Deeply learning molecular structure-property relationships using attention- and gate-augmented graph convolutional network
This work addresses molecular engineering for materials and drug discovery by enhancing deep learning methods, though it is incremental as it builds on existing GCNs.
The researchers tackled the problem of predicting molecular properties by improving graph convolutional networks (GCNs) with attention and gate mechanisms, resulting in better feature extraction and accurate predictions for properties like solubility and photovoltaic efficiency, with the model identifying key molecular parts for high efficiency.

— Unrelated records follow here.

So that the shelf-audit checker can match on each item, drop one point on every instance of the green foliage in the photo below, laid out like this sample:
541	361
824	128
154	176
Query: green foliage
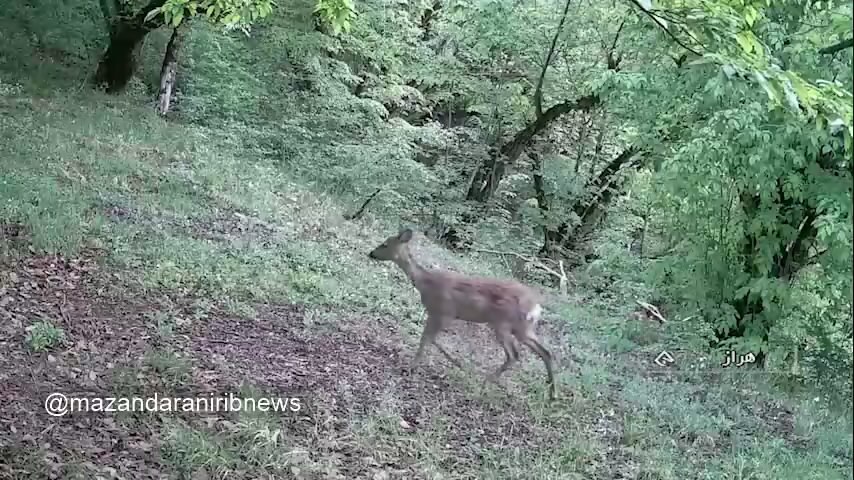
233	14
336	13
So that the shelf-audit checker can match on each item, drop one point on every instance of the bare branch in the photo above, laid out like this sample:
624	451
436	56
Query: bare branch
653	310
657	21
538	92
361	209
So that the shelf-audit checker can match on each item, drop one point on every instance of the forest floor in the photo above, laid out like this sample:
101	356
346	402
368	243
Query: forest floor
192	264
363	413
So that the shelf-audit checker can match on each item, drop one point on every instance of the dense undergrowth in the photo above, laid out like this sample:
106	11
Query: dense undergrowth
236	204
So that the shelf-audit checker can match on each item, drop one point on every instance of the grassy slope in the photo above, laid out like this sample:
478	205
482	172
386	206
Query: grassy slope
218	265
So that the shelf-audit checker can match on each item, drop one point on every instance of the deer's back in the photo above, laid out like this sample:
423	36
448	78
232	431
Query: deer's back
475	299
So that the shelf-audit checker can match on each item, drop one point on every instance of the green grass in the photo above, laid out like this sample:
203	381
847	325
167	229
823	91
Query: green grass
205	210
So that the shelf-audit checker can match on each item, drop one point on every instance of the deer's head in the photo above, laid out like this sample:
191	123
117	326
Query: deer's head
392	247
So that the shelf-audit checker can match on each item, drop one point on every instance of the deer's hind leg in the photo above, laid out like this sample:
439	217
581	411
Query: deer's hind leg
505	338
530	340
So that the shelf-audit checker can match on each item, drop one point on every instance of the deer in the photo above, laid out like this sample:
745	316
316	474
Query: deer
511	309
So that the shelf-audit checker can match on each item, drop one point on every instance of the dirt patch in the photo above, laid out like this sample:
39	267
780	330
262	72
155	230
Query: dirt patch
348	373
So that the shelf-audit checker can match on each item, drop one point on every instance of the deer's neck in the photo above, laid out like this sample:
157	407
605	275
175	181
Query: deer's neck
411	268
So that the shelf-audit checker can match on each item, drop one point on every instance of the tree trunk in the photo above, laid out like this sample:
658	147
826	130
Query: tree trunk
491	171
118	64
169	71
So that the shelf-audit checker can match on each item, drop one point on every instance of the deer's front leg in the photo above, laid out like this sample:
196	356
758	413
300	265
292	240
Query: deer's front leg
428	336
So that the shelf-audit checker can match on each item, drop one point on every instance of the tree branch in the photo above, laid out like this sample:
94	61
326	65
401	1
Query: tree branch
538	92
361	209
657	21
837	47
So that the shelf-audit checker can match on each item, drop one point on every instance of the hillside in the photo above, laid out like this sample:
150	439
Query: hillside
212	251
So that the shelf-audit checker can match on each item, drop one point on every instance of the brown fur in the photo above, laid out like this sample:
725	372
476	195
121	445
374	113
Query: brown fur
509	308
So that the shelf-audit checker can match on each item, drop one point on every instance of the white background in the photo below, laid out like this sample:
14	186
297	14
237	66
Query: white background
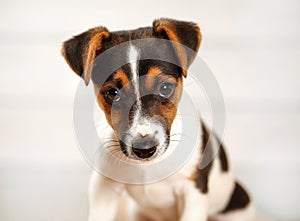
252	46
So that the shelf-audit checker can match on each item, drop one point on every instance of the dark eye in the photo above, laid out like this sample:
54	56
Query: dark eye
166	90
112	95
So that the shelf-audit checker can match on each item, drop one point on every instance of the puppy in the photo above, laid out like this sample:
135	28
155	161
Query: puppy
190	194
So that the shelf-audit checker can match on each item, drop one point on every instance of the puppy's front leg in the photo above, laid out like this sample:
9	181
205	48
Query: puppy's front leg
104	197
192	204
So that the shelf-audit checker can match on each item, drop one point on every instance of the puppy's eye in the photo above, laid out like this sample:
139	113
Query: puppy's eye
166	90
112	95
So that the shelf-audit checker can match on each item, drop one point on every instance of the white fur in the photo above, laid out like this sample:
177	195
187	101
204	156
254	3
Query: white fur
133	56
174	198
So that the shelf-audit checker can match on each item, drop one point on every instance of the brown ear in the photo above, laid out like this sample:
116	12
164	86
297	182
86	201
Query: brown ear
81	50
186	33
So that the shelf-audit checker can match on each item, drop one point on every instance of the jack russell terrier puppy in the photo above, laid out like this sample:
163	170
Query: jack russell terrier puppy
190	194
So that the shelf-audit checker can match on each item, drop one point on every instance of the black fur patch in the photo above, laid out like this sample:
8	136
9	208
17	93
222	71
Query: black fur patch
239	199
223	158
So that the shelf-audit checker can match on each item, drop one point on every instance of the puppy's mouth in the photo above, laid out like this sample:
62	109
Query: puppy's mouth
144	148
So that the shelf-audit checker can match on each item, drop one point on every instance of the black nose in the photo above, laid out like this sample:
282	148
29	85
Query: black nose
144	147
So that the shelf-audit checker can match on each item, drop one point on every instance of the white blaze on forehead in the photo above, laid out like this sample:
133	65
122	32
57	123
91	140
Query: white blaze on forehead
133	56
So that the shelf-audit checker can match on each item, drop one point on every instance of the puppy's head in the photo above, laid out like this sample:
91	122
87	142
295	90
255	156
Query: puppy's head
139	98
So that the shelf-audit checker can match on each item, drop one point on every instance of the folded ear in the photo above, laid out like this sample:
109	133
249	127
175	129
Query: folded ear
185	33
81	50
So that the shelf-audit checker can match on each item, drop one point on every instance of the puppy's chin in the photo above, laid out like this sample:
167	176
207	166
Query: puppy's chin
159	154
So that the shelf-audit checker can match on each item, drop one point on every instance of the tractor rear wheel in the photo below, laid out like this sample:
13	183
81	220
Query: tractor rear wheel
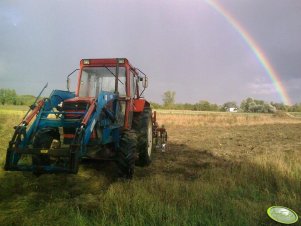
126	154
142	123
43	140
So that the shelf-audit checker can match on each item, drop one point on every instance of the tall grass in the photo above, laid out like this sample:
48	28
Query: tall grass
221	169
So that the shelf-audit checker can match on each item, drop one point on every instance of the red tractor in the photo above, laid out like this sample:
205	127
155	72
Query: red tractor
105	118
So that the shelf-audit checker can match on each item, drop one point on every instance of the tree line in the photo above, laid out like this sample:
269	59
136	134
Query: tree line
247	105
10	97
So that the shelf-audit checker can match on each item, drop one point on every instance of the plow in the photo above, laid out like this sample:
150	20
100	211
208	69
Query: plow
106	117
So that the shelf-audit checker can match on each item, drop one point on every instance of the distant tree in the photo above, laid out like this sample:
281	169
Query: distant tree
169	99
280	106
155	105
252	105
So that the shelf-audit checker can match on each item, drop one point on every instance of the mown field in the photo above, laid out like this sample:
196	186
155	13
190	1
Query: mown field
219	169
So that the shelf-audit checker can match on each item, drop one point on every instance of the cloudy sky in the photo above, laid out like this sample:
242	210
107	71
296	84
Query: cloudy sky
185	46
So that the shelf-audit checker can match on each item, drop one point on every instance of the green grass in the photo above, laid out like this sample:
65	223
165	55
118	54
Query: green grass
208	176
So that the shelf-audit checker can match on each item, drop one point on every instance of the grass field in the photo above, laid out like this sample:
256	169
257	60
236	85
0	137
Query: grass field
219	169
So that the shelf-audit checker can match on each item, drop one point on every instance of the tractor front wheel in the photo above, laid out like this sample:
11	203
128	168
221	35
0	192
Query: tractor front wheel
43	140
126	154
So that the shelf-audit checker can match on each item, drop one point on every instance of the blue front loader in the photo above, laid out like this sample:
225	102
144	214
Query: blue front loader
37	144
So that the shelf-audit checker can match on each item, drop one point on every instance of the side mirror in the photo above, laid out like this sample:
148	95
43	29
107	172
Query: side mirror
68	84
145	82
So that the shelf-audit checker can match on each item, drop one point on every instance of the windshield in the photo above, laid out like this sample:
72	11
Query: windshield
97	79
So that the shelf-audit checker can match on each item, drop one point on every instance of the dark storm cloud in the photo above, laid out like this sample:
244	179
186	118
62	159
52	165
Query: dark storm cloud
184	46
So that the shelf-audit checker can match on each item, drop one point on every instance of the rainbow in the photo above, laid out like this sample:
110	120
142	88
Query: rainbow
270	71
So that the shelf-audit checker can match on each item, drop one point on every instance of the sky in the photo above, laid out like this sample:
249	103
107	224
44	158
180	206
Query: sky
185	46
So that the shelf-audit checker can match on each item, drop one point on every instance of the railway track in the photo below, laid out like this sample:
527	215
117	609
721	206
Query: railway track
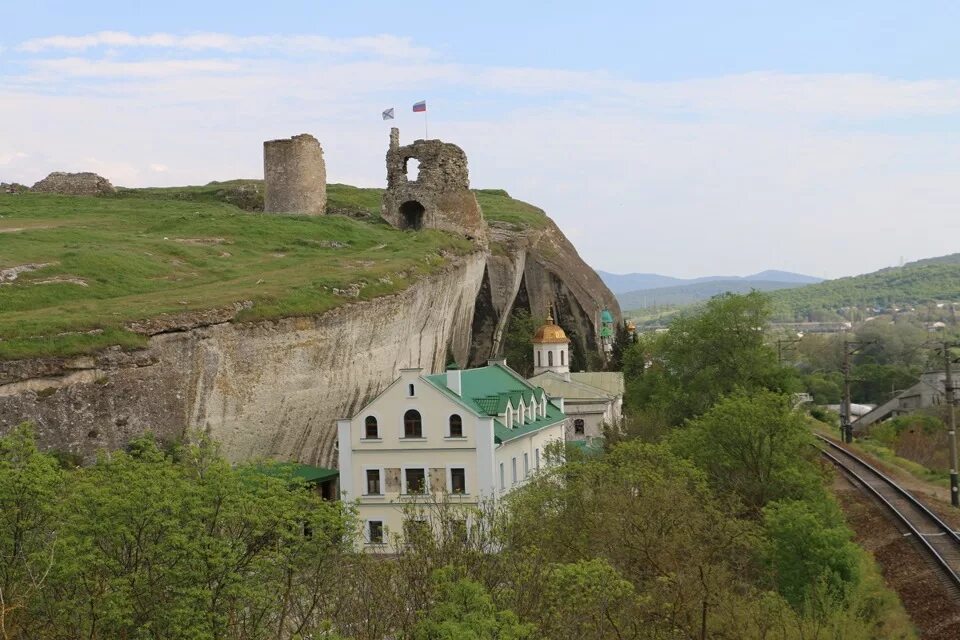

Molecular structure-property relationships are key to molecular engineering for materials and drug discovery. The rise of deep learning offers a new viable solution to elucidate the structure-property relationships directly from chemical data. Here we show that the performance of graph convolutional networks (GCNs) for the prediction of molecular properties can be improved by incorporating attention and gate mechanisms. The attention mechanism enables a GCN to identify atoms in different environments. The gated skip-connection further improves the GCN by updating feature maps at an appropriate rate. We demonstrate that the resulting attention- and gate-augmented GCN could extract better structural features related to a target molecular property such as solubility, polarity, synthetic accessibility and photovoltaic efficiency compared to the vanilla GCN. More interestingly, it identified two distinct parts of molecules as essential structural features for high photovoltaic efficiency, and each of them coincided with the areas of donor and acceptor orbitals for charge-transfer excitations, respectively. As a result, the new model could accurately predict molecular properties and place molecules with similar properties close to each other in a well-trained latent space, which is critical for successful molecular engineering.